The government next objects to Interrogatories No. 9, 12 and 13 and Request for Production No. 2, which seek certain IRS rules, procedures, guidelines and instructions. The government asserts that this amounts to a request to turn over its legal research, which it is not required to do. See National Advanced Systems v. United States, 795 F. Supp. 1208, 1210 (CIT 1992). Concededly, the language is broadly phrased and would appear to include many publicly available documents. Defendants must do their own research to find the relevant legal authorities. Many informal opinions, internal policies and procedures, however, are not publicly available.
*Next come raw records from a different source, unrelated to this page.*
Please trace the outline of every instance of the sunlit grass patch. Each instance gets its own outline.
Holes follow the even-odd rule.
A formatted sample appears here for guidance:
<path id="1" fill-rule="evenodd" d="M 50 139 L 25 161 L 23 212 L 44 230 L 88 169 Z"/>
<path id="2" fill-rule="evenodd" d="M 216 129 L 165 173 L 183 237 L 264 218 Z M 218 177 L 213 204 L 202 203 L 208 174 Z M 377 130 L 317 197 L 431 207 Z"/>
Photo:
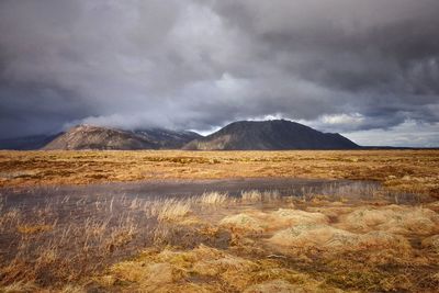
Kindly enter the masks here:
<path id="1" fill-rule="evenodd" d="M 176 221 L 191 212 L 191 199 L 166 199 L 153 203 L 150 214 L 159 221 Z"/>
<path id="2" fill-rule="evenodd" d="M 219 192 L 205 192 L 199 199 L 202 205 L 224 205 L 229 200 L 227 193 L 219 193 Z"/>

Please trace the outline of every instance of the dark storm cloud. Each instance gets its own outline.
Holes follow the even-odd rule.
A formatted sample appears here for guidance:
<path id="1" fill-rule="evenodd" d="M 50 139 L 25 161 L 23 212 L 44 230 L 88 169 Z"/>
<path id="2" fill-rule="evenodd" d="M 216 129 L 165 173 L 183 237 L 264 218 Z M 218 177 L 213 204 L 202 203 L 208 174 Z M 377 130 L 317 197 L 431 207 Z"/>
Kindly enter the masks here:
<path id="1" fill-rule="evenodd" d="M 0 136 L 270 115 L 435 128 L 438 12 L 437 0 L 3 0 Z"/>

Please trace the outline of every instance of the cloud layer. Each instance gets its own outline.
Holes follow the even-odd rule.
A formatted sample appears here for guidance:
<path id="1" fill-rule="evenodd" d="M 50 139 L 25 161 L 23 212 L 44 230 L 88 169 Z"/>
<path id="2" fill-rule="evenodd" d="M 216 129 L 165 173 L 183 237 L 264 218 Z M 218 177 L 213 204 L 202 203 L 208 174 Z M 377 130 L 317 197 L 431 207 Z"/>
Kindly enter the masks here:
<path id="1" fill-rule="evenodd" d="M 3 0 L 0 137 L 269 115 L 369 136 L 438 129 L 438 11 L 437 0 Z"/>

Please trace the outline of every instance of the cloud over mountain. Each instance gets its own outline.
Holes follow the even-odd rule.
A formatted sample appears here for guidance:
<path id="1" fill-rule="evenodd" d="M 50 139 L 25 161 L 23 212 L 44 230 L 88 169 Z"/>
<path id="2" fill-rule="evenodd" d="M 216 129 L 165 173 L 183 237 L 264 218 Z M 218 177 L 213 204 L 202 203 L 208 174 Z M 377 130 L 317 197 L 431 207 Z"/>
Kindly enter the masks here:
<path id="1" fill-rule="evenodd" d="M 3 0 L 0 137 L 268 115 L 329 132 L 439 129 L 438 11 L 436 0 Z"/>

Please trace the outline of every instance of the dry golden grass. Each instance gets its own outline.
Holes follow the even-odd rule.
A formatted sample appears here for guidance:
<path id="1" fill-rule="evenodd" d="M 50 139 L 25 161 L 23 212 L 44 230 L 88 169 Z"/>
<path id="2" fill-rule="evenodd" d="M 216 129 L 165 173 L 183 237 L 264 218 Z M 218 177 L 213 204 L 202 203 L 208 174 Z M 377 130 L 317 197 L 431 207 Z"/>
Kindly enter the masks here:
<path id="1" fill-rule="evenodd" d="M 154 179 L 290 177 L 378 180 L 439 196 L 439 150 L 0 151 L 0 187 Z"/>
<path id="2" fill-rule="evenodd" d="M 85 214 L 70 222 L 55 202 L 41 207 L 46 218 L 38 221 L 40 209 L 2 207 L 0 237 L 15 250 L 0 259 L 0 292 L 434 292 L 439 285 L 438 235 L 425 225 L 439 223 L 428 207 L 320 195 L 264 201 L 215 192 L 88 204 L 64 199 L 57 204 Z M 34 228 L 45 225 L 52 228 Z"/>

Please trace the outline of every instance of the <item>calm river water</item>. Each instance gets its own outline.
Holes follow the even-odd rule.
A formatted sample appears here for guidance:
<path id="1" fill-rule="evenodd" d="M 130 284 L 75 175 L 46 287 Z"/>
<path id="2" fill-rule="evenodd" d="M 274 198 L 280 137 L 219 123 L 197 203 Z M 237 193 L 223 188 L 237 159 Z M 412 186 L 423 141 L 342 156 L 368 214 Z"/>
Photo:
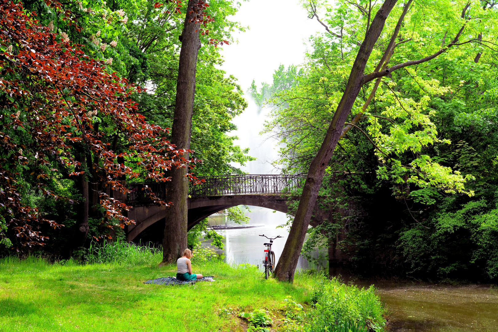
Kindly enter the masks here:
<path id="1" fill-rule="evenodd" d="M 249 224 L 262 225 L 224 231 L 225 248 L 219 252 L 223 253 L 227 261 L 233 264 L 249 263 L 260 265 L 265 248 L 263 243 L 266 242 L 266 239 L 258 235 L 279 235 L 283 237 L 274 240 L 272 248 L 278 260 L 288 233 L 285 228 L 276 228 L 276 226 L 285 222 L 285 215 L 256 207 L 250 207 L 250 210 L 251 212 L 247 214 L 251 218 Z M 305 258 L 300 257 L 298 269 L 316 268 Z M 366 287 L 373 284 L 376 287 L 390 312 L 390 331 L 498 332 L 498 286 L 496 285 L 451 286 L 411 282 L 354 282 Z"/>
Those that are prepared in the normal course of the IRS' operations, not in preparation for litigation, are not work product. See Teichgraeber v. Commissioner, 64 T.C. 453, 455, 1975 WL 3168 (1975); Bank of America v. United States, 1978 WL 4492 at *1 n. 4 (N.D.Cal. May 24, 1978). These are discoverable.

Next, the government objects to Request for Production No. 1 because it assumes that the Trusts "owned" the Quest shares. This is semantics. Add the word "allegedly" and there is nothing objectionable here. The government must disclose the documents related to the Quest shares in question the ones allegedly owned by the Trusts. Although not discussed in its response to the motion to compel, the government initially raised a work product objection here, too. As stated above, many of these documents were created in the normal course of business, not in anticipation of litigation. These are not privileged.

Lastly, the government raises a work product objection to Request for Production No. 3, which seeks "all documents . . . which support Plaintiff's contention that the refund . . . was erroneous." This too is broadly worded. To the extent that the IRS generated documents in its normal operations, including notes, correspondence and audit reports, they are discoverable. To the extent these documents were *959 created for purposes of litigation, they are work product.


For the foregoing reasons, defendants' motion to compel is granted in part and denied in part. The government must disclose the portions of the third party tax returns related to the Quest shares in question, a list of persons with factual knowledge who contributed to the discovery responses and any non-public documents created in the normal course of IRS operations. The government need not disclose the names of persons consulted in preparing interrogatory responses who do not possess factual knowledge, published legal materials or any documents created specifically for this litigation and outside of its normal operations.


[1] We consolidated the two cases, and the instant motion applies equally to both.

[2] Defendant raises this exception as another potential ground for disclosure. Arguably, the securities lending agreement and short sale are all part of the same larger transaction, involving the lender, the borrower and the buyer (and possibly also the broker). Because we find subsection (h) (4) (B) permits disclosure, however, we do not reach this question.

[3] The legislative history suggests that this was one of the primary practices Congress sought to curb. See S.Rep. No. 94-938, at 324 (1976) reprinted in 1976 U.S.C.C.A.N. at 3754.